Baumreihe muss provisorischer Fahrspur weichen

Die erwähnte Baustelle ist der Grund, weshalb überhaupt darüber diskutiert wird, die Kastanien entlang des Neumühlenquais zu fällen. Ab 2028 soll zwischen Dynamo und Central ein neuer Abwasserkanal entstehen. Und weil dafür die komplette Strasse gesperrt wird, muss an einem anderen Ort Platz für die Zufahrt zur Sanitätswache von Schutz & Rettung am Neumühlequai geschaffen werden.

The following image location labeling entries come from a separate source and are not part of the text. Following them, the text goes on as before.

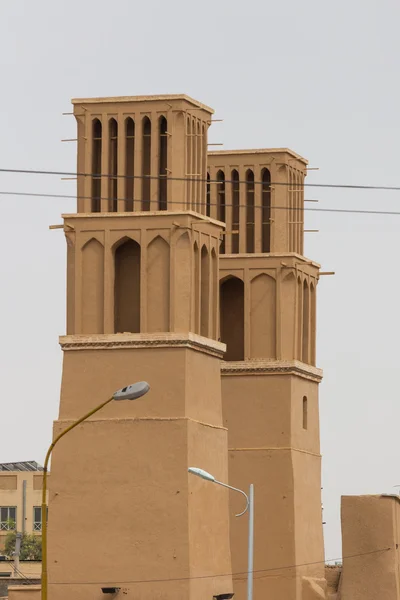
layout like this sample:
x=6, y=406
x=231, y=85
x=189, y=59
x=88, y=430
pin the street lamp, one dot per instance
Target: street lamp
x=250, y=509
x=130, y=392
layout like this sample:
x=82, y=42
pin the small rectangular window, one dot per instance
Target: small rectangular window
x=37, y=518
x=8, y=518
x=305, y=412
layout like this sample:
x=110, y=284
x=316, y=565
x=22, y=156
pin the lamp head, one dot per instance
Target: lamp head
x=201, y=473
x=132, y=392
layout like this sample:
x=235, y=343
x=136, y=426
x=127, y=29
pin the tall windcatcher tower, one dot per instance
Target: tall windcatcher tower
x=269, y=375
x=142, y=304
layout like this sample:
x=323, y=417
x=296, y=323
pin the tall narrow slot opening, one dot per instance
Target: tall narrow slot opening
x=249, y=211
x=235, y=211
x=127, y=287
x=221, y=207
x=96, y=165
x=113, y=166
x=232, y=318
x=208, y=196
x=129, y=164
x=146, y=163
x=266, y=211
x=162, y=182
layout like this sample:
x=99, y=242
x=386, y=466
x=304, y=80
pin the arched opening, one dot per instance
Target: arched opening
x=299, y=301
x=96, y=165
x=263, y=317
x=266, y=211
x=193, y=167
x=93, y=287
x=188, y=162
x=221, y=203
x=232, y=318
x=305, y=412
x=235, y=211
x=163, y=163
x=113, y=166
x=215, y=292
x=249, y=211
x=306, y=323
x=196, y=289
x=184, y=293
x=208, y=196
x=199, y=183
x=288, y=316
x=129, y=163
x=127, y=288
x=146, y=163
x=205, y=293
x=203, y=166
x=313, y=329
x=158, y=285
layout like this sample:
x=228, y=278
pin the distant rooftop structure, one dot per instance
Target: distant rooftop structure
x=30, y=465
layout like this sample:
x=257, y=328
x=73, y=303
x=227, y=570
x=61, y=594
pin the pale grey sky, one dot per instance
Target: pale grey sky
x=318, y=77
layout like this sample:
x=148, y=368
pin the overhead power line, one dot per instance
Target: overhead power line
x=309, y=209
x=268, y=570
x=297, y=187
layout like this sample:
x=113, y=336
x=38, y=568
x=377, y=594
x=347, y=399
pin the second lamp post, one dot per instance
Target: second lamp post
x=250, y=509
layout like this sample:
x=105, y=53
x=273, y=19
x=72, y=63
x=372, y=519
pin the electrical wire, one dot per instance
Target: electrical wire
x=218, y=575
x=198, y=179
x=308, y=209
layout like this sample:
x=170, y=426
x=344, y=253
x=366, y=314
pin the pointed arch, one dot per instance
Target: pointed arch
x=232, y=317
x=199, y=183
x=188, y=161
x=235, y=210
x=163, y=163
x=263, y=316
x=306, y=323
x=313, y=324
x=96, y=164
x=208, y=196
x=146, y=163
x=158, y=285
x=288, y=319
x=266, y=210
x=196, y=287
x=129, y=163
x=93, y=287
x=127, y=287
x=221, y=211
x=249, y=211
x=215, y=294
x=299, y=303
x=205, y=292
x=112, y=165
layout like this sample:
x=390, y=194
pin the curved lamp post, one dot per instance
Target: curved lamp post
x=131, y=392
x=250, y=509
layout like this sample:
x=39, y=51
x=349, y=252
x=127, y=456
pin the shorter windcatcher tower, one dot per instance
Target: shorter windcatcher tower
x=269, y=375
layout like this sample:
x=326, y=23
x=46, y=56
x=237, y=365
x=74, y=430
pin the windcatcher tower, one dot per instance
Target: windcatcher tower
x=142, y=304
x=269, y=378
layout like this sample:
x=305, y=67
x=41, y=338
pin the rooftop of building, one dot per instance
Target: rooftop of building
x=30, y=465
x=150, y=98
x=258, y=151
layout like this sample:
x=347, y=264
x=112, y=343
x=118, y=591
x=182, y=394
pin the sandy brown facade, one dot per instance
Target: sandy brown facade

Um das Problem zu lösen, will das zuständige Tiefbauamt das jetzige Trottoir mit der Baumreihe als Fahrspur für die Rettungskräfte umzufunktionieren. Nur so würde ein 24-Stunden-Betrieb auch während der Bauzeit gewährleistet sein, heisst es in der entsprechenden Mitteilung der Stadt. Man habe andere Varianten geprüft, aber die seien zu teuer und würden zu «unverhältnismässig» längeren Bauzeiten führen. Heisst konkret: Bleiben die Bäume, wo sie sind, rechnet man mit mindestens 30 Wochen mehr Bauzeit plus Nachtarbeit und Mehrkosten von zwei Millionen Franken, schreibt das Tiefbauamt auf Anfrage.

Zudem sei ein externes Gutachten zum Schluss gekommen, dass sich ein Grossteil der Kastanien in einem schlechten Zustand befinden würde. Die Lebensbedingungen seien zum jetzigen Zeitpunkt nicht optimal: Auch nachgepflanzte Jungbäume würden absterben und müssten ausgewechselt werden.

Baumreihe Neumühlequai ©maars architektur visualisierungen, Berrel Kräutler AG
Nach der Bauphase will die Stadt neue Bäume pflanzen, die ähnlich aussehen wie Rosskastanien. (Bild: pd)

Aus diesem Grund hätten sich die Verantwortlichen entschieden, die Baumreihe fast ausnahmslos zu ersetzen und mit 13 zusätzlichen Bäumen zu ergänzen. Anstelle von Kastanien soll eine Baumart zum Zug kommen, die besser auf die klimatischen Veränderungen zurechtkommt. Zudem will man durch den Einbau einer gezielten Zuführung von Regenwasser und der Versorgung mit Baumsubstrat für optimale Wachstumsbedingungen sorgen. 

Kahlschlag auf Kosten des Klimas?

Das alles überzeugt Markus Keller nicht. «Es wird Jahrzehnte brauchen, bis die neuen Bäume eine ähnlich gute Ökodienstleistungsbilanz haben wie die Kastanienbäume, die jetzt dort stehen.» In der Regel gilt: Je grösser eine Baumkrone, desto mehr CO2 kann ein Baum absorbieren und desto grösser sein Schattenwurf. 

Keller bezweifelt, dass dieser Punkt bei der Abwägung der verschiedenen Varianten ausreichend gewürdigt wurde. Seiner Ansicht nach hat man die einfachste Lösung bevorzugt.

Um ihrem Anliegen Nachdruck zu verleihen, hoffen die Vereine auch auf Unterstützung aus der Bevölkerung und Politik. Denn zwar muss die Stadt auf eine Petition nicht reagieren, doch da es sich um ein Strassenprojekt handelt, hat die Bevölkerung die Möglichkeit, sich dazu zu äussern. Danach prüft das Tiefbauamt die Einwände und nimmt dazu Stellung. Erst nach diesem Schritt ist der juristische Weg frei und direkt Betroffene können Einsprache erheben.

Stadt will mehr Bäume bis 2050

Eigentlich wäre es im Interesse der Stadt, möglichst viele bestehende Bäume mit grossen Baumkronen zu erhalten. Erst vergangenen Herbst kündigte die Tiefbauvorsteherin Simone Brander an, die Kronenfläche auf dem Siedlungsgebiet bis 2050 auf 25 Prozent erhöhen zu wollen, weil Bäume für die Stadtökologie «von enormer Bedeutung sind», wie sie betonte. Aktuell seien es lediglich 15 Prozent.

Gemäss Auswertungen der Stadt hat die von Bäumen beschatteten Flächen in Zürich zwischen 2018 und 2022 um 64 Hektar abgenommen. Was rund 90 Fussballfeldern entsprechen würde. Wie viel Kronenfläche bei der Fällung der 63 Kastanien verloren geht, kann die Stadt nicht beantworten. Eine solche Berechnung liege nicht vor.